Yellowstone National Park (NPS) and its famous supervolcano are in the news a lot recently, and that’s perfectly understandable: It’s been rocked by earthquakes aplenty, and geophysical maps have shown how it’s continuously changing shape. Don’t fret though – the chance of any eruption taking place this year is around one-in-730,000, and even if it did get a bit volcanic, it could just be a slow-moving lava flow.
Nevertheless, there’s still a good chance that the cauldron could one day trigger another supereruption, which would – among other things – devastate the US, destroy much of the world’s agriculture, trigger an economic collapse, and kill hundreds of thousands, if not millions, of people, mainly through starvation.
That’s why a team at NASA have come up with a rather audacious plan to actually prevent this from taking place: They’re going to drill into the magma chamber and cool it down.
As first reported by BBC Future - and as seen by IFLScience - a study by the space agency’s Jet Propulsion Laboratory (JPL) essentially confirmed that the threat of a supervolcanic eruption was far more prescient than that of an asteroid or cometary impact. Although prediction methods may one day reveal precisely when such supervolcanoes will erupt, for now the best that can be done is to prepare for the worst.

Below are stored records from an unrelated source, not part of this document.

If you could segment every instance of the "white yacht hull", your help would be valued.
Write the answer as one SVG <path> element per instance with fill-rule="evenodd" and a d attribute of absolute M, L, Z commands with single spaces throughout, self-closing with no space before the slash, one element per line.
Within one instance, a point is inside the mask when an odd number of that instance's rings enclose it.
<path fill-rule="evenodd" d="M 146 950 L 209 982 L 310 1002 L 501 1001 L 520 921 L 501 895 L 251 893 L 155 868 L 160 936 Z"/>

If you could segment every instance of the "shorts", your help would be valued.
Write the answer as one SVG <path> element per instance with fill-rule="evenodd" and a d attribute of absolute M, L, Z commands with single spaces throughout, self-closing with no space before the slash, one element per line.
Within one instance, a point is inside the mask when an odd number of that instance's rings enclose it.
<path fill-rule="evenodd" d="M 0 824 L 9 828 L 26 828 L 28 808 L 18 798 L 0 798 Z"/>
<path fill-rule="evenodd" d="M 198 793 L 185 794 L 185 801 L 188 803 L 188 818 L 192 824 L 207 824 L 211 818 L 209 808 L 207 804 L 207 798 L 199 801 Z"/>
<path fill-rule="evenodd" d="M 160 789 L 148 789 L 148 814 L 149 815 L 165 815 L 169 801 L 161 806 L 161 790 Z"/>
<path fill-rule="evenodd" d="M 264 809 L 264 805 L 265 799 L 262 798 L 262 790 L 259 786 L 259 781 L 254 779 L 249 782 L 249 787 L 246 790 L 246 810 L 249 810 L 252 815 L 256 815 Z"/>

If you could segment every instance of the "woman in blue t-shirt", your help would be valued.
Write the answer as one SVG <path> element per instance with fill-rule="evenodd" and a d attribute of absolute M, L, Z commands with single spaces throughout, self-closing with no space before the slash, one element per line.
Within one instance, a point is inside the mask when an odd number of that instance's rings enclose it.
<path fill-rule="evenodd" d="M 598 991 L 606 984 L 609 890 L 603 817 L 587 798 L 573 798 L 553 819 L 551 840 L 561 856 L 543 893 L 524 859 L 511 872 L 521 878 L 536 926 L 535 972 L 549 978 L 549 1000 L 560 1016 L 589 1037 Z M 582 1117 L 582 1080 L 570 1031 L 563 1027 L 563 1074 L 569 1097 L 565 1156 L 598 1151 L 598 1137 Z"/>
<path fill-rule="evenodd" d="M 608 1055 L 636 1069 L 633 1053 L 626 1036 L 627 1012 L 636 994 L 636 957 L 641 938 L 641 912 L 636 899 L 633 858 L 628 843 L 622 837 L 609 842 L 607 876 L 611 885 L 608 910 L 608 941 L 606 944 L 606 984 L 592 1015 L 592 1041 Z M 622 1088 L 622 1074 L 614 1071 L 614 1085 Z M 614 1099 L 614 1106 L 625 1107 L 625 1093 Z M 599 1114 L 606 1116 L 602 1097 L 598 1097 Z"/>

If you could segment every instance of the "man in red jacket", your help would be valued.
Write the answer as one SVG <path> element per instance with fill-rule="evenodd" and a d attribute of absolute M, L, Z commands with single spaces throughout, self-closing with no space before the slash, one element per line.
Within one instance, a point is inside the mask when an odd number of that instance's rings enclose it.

NASA’s researchers apparently decided that this wasn’t good enough. The threat had to be directly tackled, but what could feasibly be done? After all, it’s not as simple as just plugging a volcano up.
Magma is only eruptible when it’s sufficiently molten. If too much of it is solid, then it’s not exactly going anywhere fast. According to the report, cooling the magma down by around 35 percent would prevent a supervolcanic eruption from ever taking place.
In this case, drilling into the supervolcano’s vast magma source turned out to be the only sensible option. Icelandic scientists are already drilling into the rock just above the chilly nation’s magma chambers in order to generate clean, geothermal energy – so why not do the same to Yellowstone, extract significant amounts of heat, and chill its plumbing down?